An icy wind gust swirled through the room, blowing snow around his ankles. Sam turned in time to see the sword morph in her hands. Did she grow bigger or had the sword grown smaller? She lifted the sword and placed it amidst others of it kind embedded in the crystal crown on her head. For the life of him, he could not be certain that the crown had just appeared or if it had been there all this time, hidden in the light and he had just not noticed.
“Wait,” he cried, lifting his hand to catch at her robes. The cloth shifted under his hand and suddenly he was touching long silky fur, instead. She shook him off or perhaps she was shaking her body to clear the heavy frost that gathered on the tips of her fur and along the points of her diadem. But it was not a diadem anymore. Ivory antlers grew from her head, the frosted points sparkling in the starlight that bathed the frozen plane behind her.
“Stay, Sam, my love. You are not ready, yet.” said the thing, now more animal than human. She smiled one last smile before the lips turned into a muzzle that blew clouds of hot breath into the bitter cold air, the moisture in them turning instantly to a sparkling haze of frost. She danced on hooves the same color as her horns, hidden under feathers of ivory fur. They appeared split and splayed wide to spread her weight on the dry, fine snow that billowed around her feet like clouds of dust. He looked into her pale eyes and tried to think of something that would make her stay.
“But, I think I love you,” he whispered tragically.
Again the animal shook the gathering frost from its antlers or perhaps she was shaking her head, denying him his right to such feelings. He could not tell. He could feel her mind turn away from him, becoming more alien, more wild.
She threw up her head, bugling a wild call to anyone who chose to hear her and with a quick motion, as graceful and as powerful as her human self had been beautiful, she reared on one hind foot and pivoted, launching her new body into motion in a ground eating lope that took her inexorably away from him. Her hooves threw up clouds of snow and her breath trailed in a long streaming cloud down her back. Frost glittered in the air around him, falling like fine snow, to dust his face and gather on his eyebrows. He stared after her, refusing to be distracted by the haze of white that threatened to obscure everything.
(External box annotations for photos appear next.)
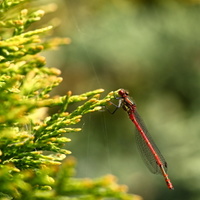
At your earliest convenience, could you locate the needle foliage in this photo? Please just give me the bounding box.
[0,0,140,200]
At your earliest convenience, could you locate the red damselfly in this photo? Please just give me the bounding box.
[118,89,174,189]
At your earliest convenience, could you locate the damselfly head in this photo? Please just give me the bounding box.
[118,89,129,97]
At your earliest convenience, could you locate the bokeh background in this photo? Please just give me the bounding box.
[41,0,200,200]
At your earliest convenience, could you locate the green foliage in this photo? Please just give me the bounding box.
[0,0,140,200]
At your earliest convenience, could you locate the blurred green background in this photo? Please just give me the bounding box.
[44,0,200,200]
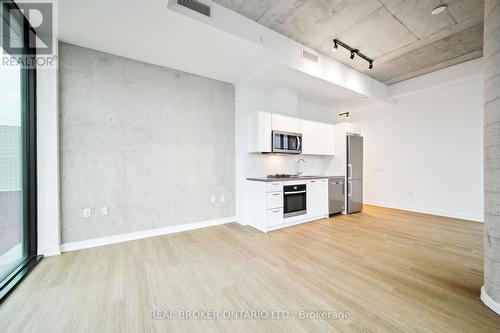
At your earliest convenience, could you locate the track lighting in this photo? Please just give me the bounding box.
[332,39,373,69]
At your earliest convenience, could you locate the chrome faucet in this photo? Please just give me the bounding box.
[296,158,306,176]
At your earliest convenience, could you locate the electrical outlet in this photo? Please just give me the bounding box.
[83,208,92,218]
[101,207,109,216]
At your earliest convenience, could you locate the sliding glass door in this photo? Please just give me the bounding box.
[0,1,38,299]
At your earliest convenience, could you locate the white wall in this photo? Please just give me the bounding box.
[352,61,483,221]
[235,85,338,224]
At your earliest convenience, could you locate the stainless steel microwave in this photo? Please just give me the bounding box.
[273,131,302,154]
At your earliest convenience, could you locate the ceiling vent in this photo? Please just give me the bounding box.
[177,0,212,17]
[302,49,319,64]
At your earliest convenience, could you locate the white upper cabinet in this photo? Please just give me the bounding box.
[271,113,300,133]
[247,111,272,153]
[317,123,335,155]
[300,119,335,155]
[246,111,338,156]
[300,119,318,155]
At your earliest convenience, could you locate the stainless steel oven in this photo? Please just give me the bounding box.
[283,184,307,218]
[273,131,302,154]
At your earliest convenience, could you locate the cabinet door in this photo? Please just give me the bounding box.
[318,179,328,216]
[267,208,283,227]
[272,113,300,133]
[306,180,319,217]
[300,119,318,155]
[316,123,335,155]
[247,111,272,153]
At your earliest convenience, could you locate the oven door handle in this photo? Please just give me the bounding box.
[285,190,306,194]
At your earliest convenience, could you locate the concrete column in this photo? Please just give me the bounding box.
[481,0,500,314]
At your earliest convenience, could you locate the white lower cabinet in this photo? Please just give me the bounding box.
[246,179,328,232]
[307,179,328,218]
[266,208,283,228]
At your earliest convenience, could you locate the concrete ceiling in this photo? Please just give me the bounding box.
[213,0,484,85]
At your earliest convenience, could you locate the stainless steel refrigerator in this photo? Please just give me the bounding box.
[347,134,363,214]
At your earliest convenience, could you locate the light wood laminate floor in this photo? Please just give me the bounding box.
[0,207,500,333]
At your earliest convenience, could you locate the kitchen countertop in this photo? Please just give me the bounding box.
[247,176,344,182]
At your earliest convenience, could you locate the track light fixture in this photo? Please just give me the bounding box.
[333,39,373,69]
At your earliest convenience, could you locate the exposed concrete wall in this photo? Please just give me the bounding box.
[484,0,500,306]
[60,44,235,243]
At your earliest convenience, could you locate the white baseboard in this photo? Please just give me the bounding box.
[0,243,23,265]
[37,246,61,257]
[481,286,500,315]
[61,216,236,252]
[363,201,484,223]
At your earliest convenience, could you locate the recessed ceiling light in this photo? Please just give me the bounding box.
[431,5,448,15]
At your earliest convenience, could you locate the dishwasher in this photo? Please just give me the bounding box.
[328,178,345,215]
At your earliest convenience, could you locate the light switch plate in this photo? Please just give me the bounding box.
[83,208,92,218]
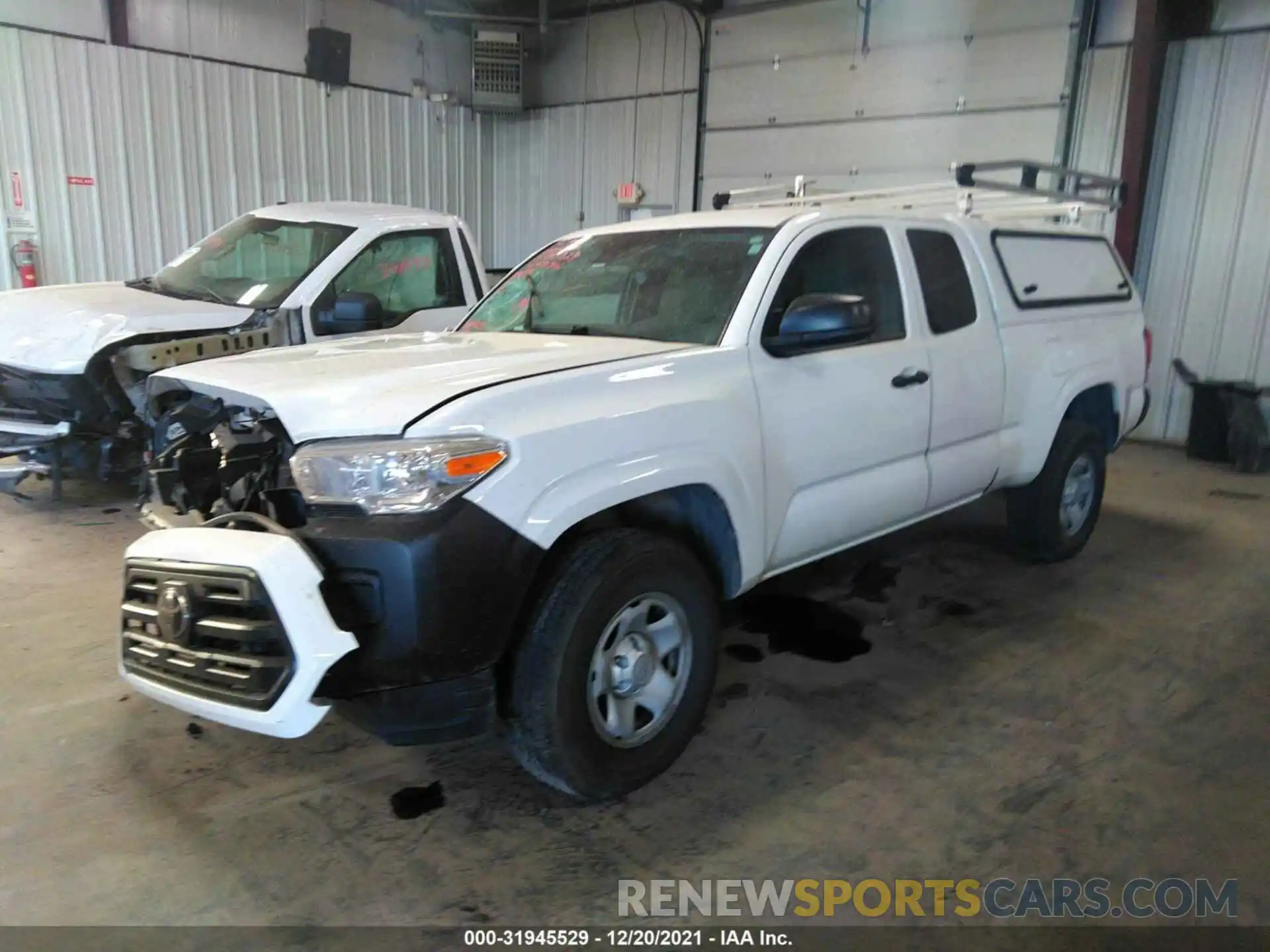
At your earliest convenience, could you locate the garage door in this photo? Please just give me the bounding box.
[1139,32,1270,439]
[702,0,1078,199]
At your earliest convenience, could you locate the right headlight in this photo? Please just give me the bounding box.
[291,436,508,516]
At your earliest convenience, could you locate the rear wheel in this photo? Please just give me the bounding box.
[1006,419,1106,563]
[511,530,719,801]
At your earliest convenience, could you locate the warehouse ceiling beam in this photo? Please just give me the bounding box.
[1115,0,1213,269]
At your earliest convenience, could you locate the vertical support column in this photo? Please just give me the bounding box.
[105,0,130,46]
[1115,0,1213,270]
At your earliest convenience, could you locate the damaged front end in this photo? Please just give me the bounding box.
[0,317,296,500]
[141,391,305,528]
[0,357,145,498]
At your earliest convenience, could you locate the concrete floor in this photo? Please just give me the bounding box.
[0,446,1270,926]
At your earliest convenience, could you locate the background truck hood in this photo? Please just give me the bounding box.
[0,283,251,373]
[150,333,690,443]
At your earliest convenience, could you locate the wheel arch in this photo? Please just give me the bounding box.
[998,374,1122,487]
[495,483,744,716]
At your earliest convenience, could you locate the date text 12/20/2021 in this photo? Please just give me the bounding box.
[464,929,794,949]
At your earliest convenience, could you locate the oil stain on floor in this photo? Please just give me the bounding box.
[725,592,872,664]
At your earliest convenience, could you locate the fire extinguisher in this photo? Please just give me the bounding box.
[9,240,40,288]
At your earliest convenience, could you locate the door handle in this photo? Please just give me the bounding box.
[890,367,931,387]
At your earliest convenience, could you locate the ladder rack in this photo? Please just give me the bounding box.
[714,159,1124,225]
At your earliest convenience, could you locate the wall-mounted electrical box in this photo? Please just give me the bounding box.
[305,26,353,87]
[472,26,525,112]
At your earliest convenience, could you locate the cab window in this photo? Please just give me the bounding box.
[763,227,907,346]
[314,229,466,335]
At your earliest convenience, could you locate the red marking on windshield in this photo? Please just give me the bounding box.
[380,255,432,278]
Things moved, along the horizon, white against white. Nearer at hand, a herd of similar animals raced to catch her. She slowed, allowing them to catch her, but then surged forward, the herd raced alongside. He thought for a moment that he had lost sight of her amidst the chaos of so many moving bodies but as he kept watching, he became certain that he could tell which one was her, even from a distance, even through the clouds of breath and snow.
Sam stared, eyes watering, refusing to blink, knowing with absolute certainty that if he looked away the vision would be gone and he would be alone, in a room full of smoking hardware and wailing alarms. Tears blurred his vision but he kept looking. He lost sight of her, eventually, behind a haze of wind driven snow, as she ran somewhere on the planet under his feet, on a frosted plane, glittering palely, under the deep night sky with only starlight to guide her way.